Wearable health-related devices have grown spectacularly in their market size and range of uses. They vary from simple activity monitors like the FitBit to specialized wearables for monitoring conditions and delivering treatments. Most use wireless or USB connections or both.
The advantage of having both wireless and USB interfaces is flexibility. Someone measuring distance covered while jogging obviously doesn’t want to be tethered by a cable, so communication is usually wireless, most often Bluetooth. However, the devices need to be charged or else have their batteries replaced periodically, and most people find rechargeable devices far more convenient. Even long-life batteries seem to run out at the least convenient time. USB is the most widely supported way to plug into a charger.
The better devices support firmware updates when bugs or security issues are found. Installing updates over USB is faster and more reliable than sending the new code over Bluetooth.
The Continua Health Alliance has defined standards for medical devices that use USB. Devices which aren’t strictly medical vary more. Non-invasive devices that collect health data for personal use generally aren’t subject to medical regulations. Regardless of their regulatory status, any device that people rely on to stay healthy should use high-quality components, cables, and hubs.
Available under many brand names, fitness bands track physical activity while monitoring heart rate and blood pressure. About 68.2 million of them were delivered in 2019. Many of them recharge with a USB connection.
The COVID-19 pandemic has increased interest in them. People now prefer to minimize their visits to medical offices, and drugstores have shut down their in-store medical equipment. Tracking their vital signs themselves is a safer and more convenient alternative, even if it doesn’t quite give the confidence of seeing a medical professional. The devices let people measure their levels of exercise and motivate them to exercise more.
Getting frequent readings is important for many. A recent innovation is blood oxygen monitoring, which can help with early diagnosis of COVID-19.
USB Medical Alert Bracelets
The medical alert bracelet, with information about health conditions and contacts, has been a standby for many years. The new, high-tech version supplements it with detailed information available by plugging it into a USB port. Basic engraved information is still available for quick reading, but the internal storage can say as much as necessary about allergies, conditions, required medications, and so on.
The bracelets aren’t expensive, and the information they hold could be life-saving.
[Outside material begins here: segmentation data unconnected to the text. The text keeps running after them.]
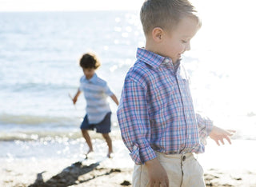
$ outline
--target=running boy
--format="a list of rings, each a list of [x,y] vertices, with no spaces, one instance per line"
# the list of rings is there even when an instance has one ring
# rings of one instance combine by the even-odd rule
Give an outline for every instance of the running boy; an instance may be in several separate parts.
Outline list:
[[[106,98],[110,96],[117,105],[118,101],[106,82],[97,76],[95,70],[100,66],[100,62],[95,54],[87,53],[82,55],[80,66],[84,75],[80,78],[80,87],[73,98],[73,103],[76,103],[81,92],[83,92],[86,100],[86,115],[80,129],[89,146],[87,154],[94,151],[88,130],[94,130],[95,128],[96,132],[102,133],[105,138],[109,148],[107,157],[110,157],[113,153],[112,141],[109,135],[111,111]]]
[[[233,130],[213,125],[194,113],[181,62],[201,27],[187,0],[147,0],[141,9],[146,36],[138,48],[118,109],[122,137],[135,162],[133,186],[205,186],[194,153],[208,135],[218,145]]]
The devices can take other forms, such as pendants, to suit the wearer’s taste.
Devices for clinical purposes
Beyond consumer and informational devices, the use of wearable devices for serious medical purposes is growing. They figure into the treatment of diabetes, Parkinson’s disease, and ADHD. Others provide professional-level heart rate, blood pressure, glucose, and temperature monitoring.
Good-quality equipment is essential for these uses. Connections need to be reliable so that the device life isn’t decreased and it can be charged in a known amount of time. A good cable or hub doesn’t cost much compared with an FDA-approved device.
The importance of quality
When wearable health devices are 24-hour necessities, their owners don’t want to lose more time than necessary to charging them. USB Type-C connectors with power delivery support allow the fastest charging, and a growing number of devices provide that support.
Healthcare professionals should understand why choosing the best cables, chargers, and hubs is important. They need to apply that knowledge to the equipment for their offices, as well as explaining to patients the need to stay away from cheap, unreliable components.